It refers to reports about Madhya Pradesh government raising RTI fees from present rupees 10 to rupees 100 with additional raised fees for filing First Appeals and Second Appeals at rupees 500 and 1000.
But RTI fees cannot be more than rupees 50 according to court-verdict. Rather Department of Personnel and Training (DoPT) should notify that RTI fees and payment-mode should be uniform for all states and Competent Authorities. Earlier several Competent Authorities and states had fixed abnormally high RTI fees at rupees 500 according to power given to them under sections 27 and 28 of RTI Act. But negligible RTI fees of just rupees 10 fixed long back in the year 2005 by DoPT has lost relevance being one of the reasons for misuse of RTI Act.
Uniform RTI fees of rupees 50 inclusive of copying charges for first 20 copied pages should be there for all public-authorities and states. It will save man-hours and postal-charges for both public-authorities and RTI applicants in demanding and remitting copying charges. But additional RTI fees for First Appeals and Second Appeals must not be there.
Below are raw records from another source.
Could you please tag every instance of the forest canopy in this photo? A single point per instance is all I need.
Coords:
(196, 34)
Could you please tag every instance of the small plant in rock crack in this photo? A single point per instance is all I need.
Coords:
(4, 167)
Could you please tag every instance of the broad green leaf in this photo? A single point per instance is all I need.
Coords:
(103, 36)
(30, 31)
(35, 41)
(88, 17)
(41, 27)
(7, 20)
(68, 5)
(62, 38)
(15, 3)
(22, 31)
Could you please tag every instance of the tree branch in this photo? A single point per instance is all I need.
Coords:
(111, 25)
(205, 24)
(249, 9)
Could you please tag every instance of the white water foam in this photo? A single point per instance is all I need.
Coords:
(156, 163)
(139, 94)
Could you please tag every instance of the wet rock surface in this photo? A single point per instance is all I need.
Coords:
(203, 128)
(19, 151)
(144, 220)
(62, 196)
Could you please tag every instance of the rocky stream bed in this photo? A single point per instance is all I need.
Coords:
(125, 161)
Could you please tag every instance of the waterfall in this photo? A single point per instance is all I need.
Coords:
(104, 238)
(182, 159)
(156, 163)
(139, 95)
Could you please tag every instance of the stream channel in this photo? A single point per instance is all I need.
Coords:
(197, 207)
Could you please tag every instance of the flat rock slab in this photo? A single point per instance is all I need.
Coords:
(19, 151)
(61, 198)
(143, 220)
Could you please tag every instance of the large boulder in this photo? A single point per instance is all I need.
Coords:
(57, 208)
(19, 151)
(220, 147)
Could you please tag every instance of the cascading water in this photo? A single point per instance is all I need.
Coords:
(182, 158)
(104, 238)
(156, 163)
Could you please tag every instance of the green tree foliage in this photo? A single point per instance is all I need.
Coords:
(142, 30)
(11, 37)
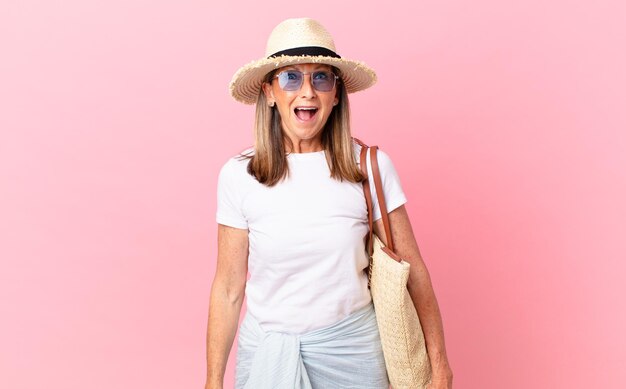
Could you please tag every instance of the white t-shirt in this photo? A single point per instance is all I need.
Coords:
(307, 257)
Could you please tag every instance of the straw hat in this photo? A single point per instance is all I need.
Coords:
(296, 41)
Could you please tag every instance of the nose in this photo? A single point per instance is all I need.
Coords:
(307, 90)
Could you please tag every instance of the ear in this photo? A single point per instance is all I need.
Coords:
(269, 93)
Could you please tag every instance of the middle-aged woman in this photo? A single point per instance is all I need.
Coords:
(291, 212)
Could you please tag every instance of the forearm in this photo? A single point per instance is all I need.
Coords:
(224, 314)
(423, 296)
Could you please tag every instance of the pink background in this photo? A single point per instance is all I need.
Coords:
(505, 121)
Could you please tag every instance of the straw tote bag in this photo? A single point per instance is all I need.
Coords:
(404, 348)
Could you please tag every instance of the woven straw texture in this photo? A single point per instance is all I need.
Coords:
(245, 85)
(401, 333)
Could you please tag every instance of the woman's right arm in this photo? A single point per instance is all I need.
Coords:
(227, 293)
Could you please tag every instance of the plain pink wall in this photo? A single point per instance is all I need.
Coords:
(506, 122)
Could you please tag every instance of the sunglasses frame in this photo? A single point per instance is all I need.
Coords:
(336, 77)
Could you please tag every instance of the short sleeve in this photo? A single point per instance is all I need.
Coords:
(392, 188)
(229, 197)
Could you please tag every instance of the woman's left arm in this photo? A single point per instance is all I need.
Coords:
(422, 293)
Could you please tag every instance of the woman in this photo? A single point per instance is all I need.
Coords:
(291, 212)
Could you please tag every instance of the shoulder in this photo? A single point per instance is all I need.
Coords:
(383, 158)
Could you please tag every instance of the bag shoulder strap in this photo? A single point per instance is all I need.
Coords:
(379, 194)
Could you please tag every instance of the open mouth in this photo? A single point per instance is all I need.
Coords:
(305, 113)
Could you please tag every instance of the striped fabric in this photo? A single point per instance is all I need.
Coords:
(347, 354)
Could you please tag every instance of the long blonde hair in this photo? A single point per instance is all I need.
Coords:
(268, 164)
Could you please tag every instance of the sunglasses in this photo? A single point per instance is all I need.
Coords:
(291, 80)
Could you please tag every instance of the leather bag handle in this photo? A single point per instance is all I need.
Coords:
(379, 194)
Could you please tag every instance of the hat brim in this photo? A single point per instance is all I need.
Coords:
(246, 83)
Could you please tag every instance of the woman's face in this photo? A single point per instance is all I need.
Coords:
(303, 112)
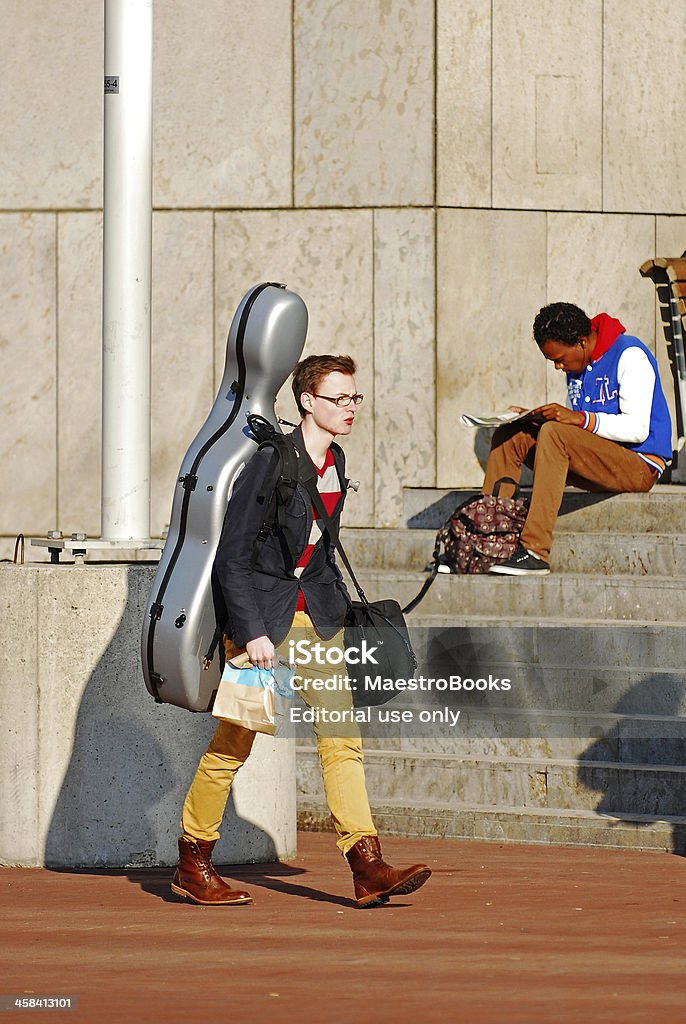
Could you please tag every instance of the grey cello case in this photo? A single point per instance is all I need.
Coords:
(180, 660)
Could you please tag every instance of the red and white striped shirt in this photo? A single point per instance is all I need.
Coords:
(329, 486)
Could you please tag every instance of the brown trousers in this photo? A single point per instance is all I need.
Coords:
(560, 454)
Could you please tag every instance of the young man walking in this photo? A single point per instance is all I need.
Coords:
(614, 435)
(292, 588)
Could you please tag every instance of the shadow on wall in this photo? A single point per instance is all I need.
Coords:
(642, 736)
(132, 761)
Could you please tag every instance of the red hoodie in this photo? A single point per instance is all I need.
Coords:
(608, 329)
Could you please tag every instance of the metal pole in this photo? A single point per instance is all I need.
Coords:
(127, 263)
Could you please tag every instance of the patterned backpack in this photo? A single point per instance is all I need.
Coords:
(481, 531)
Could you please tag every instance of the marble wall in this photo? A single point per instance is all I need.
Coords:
(425, 174)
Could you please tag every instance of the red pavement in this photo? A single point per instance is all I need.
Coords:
(499, 935)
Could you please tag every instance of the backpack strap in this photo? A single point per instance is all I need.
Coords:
(276, 493)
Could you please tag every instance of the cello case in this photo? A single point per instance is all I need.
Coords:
(184, 613)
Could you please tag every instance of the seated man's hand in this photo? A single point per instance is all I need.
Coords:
(559, 414)
(261, 652)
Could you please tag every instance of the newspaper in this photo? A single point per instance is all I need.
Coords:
(508, 416)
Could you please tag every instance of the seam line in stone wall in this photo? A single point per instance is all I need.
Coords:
(57, 509)
(435, 347)
(434, 160)
(373, 244)
(29, 211)
(602, 105)
(491, 102)
(213, 337)
(293, 107)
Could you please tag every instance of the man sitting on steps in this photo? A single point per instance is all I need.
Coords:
(615, 433)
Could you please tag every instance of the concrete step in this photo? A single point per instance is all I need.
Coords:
(660, 511)
(613, 553)
(600, 738)
(442, 780)
(633, 670)
(601, 598)
(516, 824)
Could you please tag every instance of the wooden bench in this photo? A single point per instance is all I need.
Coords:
(669, 276)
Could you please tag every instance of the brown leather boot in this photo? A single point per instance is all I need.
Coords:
(197, 879)
(375, 881)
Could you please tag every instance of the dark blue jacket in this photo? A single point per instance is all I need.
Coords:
(261, 601)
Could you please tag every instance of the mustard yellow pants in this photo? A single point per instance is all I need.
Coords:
(341, 759)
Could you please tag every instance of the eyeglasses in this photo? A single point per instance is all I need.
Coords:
(342, 400)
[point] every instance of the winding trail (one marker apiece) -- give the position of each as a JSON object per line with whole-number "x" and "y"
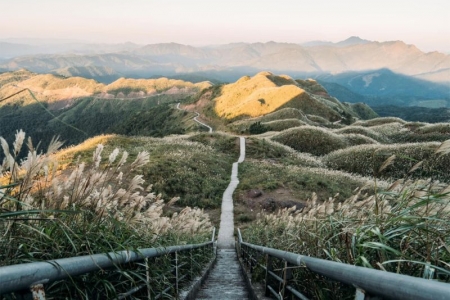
{"x": 225, "y": 238}
{"x": 196, "y": 119}
{"x": 225, "y": 280}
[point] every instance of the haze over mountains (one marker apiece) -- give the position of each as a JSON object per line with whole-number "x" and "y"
{"x": 378, "y": 73}
{"x": 353, "y": 54}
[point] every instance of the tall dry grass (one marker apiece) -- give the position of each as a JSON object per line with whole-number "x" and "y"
{"x": 47, "y": 212}
{"x": 404, "y": 228}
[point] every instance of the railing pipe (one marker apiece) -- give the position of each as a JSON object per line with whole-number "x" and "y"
{"x": 385, "y": 284}
{"x": 22, "y": 276}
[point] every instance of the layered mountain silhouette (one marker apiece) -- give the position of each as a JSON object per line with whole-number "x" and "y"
{"x": 353, "y": 54}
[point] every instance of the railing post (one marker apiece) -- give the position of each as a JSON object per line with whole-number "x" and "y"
{"x": 287, "y": 277}
{"x": 175, "y": 272}
{"x": 38, "y": 291}
{"x": 268, "y": 280}
{"x": 147, "y": 276}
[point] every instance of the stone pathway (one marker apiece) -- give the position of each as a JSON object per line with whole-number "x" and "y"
{"x": 225, "y": 280}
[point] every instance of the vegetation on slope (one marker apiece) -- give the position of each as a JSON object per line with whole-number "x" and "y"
{"x": 51, "y": 212}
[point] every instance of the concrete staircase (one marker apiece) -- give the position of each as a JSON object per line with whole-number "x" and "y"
{"x": 225, "y": 280}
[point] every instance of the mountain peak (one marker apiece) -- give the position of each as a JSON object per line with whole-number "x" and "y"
{"x": 353, "y": 40}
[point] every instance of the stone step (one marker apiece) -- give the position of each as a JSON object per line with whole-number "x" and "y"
{"x": 225, "y": 280}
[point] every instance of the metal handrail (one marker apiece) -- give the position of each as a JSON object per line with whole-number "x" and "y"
{"x": 366, "y": 281}
{"x": 25, "y": 276}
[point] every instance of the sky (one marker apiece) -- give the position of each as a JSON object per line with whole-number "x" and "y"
{"x": 425, "y": 24}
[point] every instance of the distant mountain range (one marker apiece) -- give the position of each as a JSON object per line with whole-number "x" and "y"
{"x": 391, "y": 72}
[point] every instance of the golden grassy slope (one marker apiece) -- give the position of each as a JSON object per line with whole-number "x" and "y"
{"x": 56, "y": 87}
{"x": 256, "y": 96}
It is senseless to burden postal-department and banking-system with excessively high handling cost of about rupees 50 for postal-department alone for a postal-order worth rupees 10 submitted as RTI fees, DoPT should ask postal-department to abide by repeated CIC-directives to issue special RTI stamps in denominations of rupees 2, 10 and 50 like erstwhile stamps issued for TV and radios.
However facility to submit post-free RTI applications addressed to central public-authorities can be made available at all about 160000 post-offices of the country rather than present just about 4500 post-offices. Fake RTI applications should be prevented by abiding with verdict of Punjab-Haryana High Court to make it compulsory to file ID proof with every RTI application, First Appeal and Second Appeal.